Defendants’ discovery argument and FERC’s rebuttal are more involved than this brief summary provides, but, in essence, defendants claim that their participation in the demand response program was a legitimate, non-manipulative effort to comply with unclear rules created through a flawed market design. They sought discovery to show that other market participants participated in the DALRP program in similar ways, reflecting an industry understanding that suggests the legitimacy of their own conduct, and that FERC acknowledged this legitimacy by declining to proceed against those participants. FERC disputed that there was such an industry understanding or similar industry conduct, or that flawed market rules justified defendants’ behavior. In any event, FERC argued that any prosecutorial discretion with respect to other market participants was not a valid subject of discovery under well-established case law from various enforcement contexts.

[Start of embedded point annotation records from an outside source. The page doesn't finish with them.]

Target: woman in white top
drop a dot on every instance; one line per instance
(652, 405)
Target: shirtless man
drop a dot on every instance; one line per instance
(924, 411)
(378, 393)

The magistrate judge agreed with FERC’s argument, and the district court affirmed. Specifically, the court found that defendants’ proposed discovery failed to meet the relevance and proportionality test of Federal Rule of Civil Procedure 26. Defendants, the court found, did not need information about other market participants’ behavior—or FERC’s assessment of that behavior—to present defenses about whether their own market conduct was fraudulent. The court further agreed with the magistrate judge that, even if such documents met the Rule 26 standard, many would be protected from disclosure by the attorney-client and deliberative process privileges, as well as the work product doctrine. The court concluded that, given the weakness of the Rule 26 showing, FERC should not have to undertake the burden of sifting through these likely privileged materials in order to search for marginally relevant documents that might be discoverable.

The court’s ruling was not unexpected given existing case law holding that the government’s decision not to prosecute another potential defendant is not generally relevant to assessing the case against the actual defendant. But it is significant as one of the earlier district court discovery rulings in these FPA enforcement cases, and underscores that the scope of discovery defendants can obtain from FERC may be more limited than desired and, in any event, is still very much an open question.

Footnotes

1 The latest ruling on that front was in the Powhatan matter. See FERC v. Powhatan Energy Fund, LLC, No. 3:15cv452, 2017 WL 6629093 (E.D. Va. Dec. 28, 2017).

2 The Day-Ahead Load Response Program (DALRP) was a demand response program run by ISO New England until June 2012. FERC found that several market participants committed fraud in connection with this program by intentionally claiming to be providing more demand response than they were (by altering their “baseline” energy consumption during a test period preceding the program’s start). Two subjects have already settled with FERC. See Lincoln Paper and Tissue, LLC, 155 FERC ¶ 61,228 (2016); Rumford Paper Co., 142 FERC ¶ 61,218 (2013). Two other subjects (Dr. Richard Silkman, an energy consultant, in his individual capacity, and his company, Competitive Energy Services) continue to litigate and are the defendants in the district court ruling discussed here. See FERC v. Silkman, No. 1:16-cv-00205-JAW, 2017 WL 6597510 (D. Me., Dec. 26, 2017).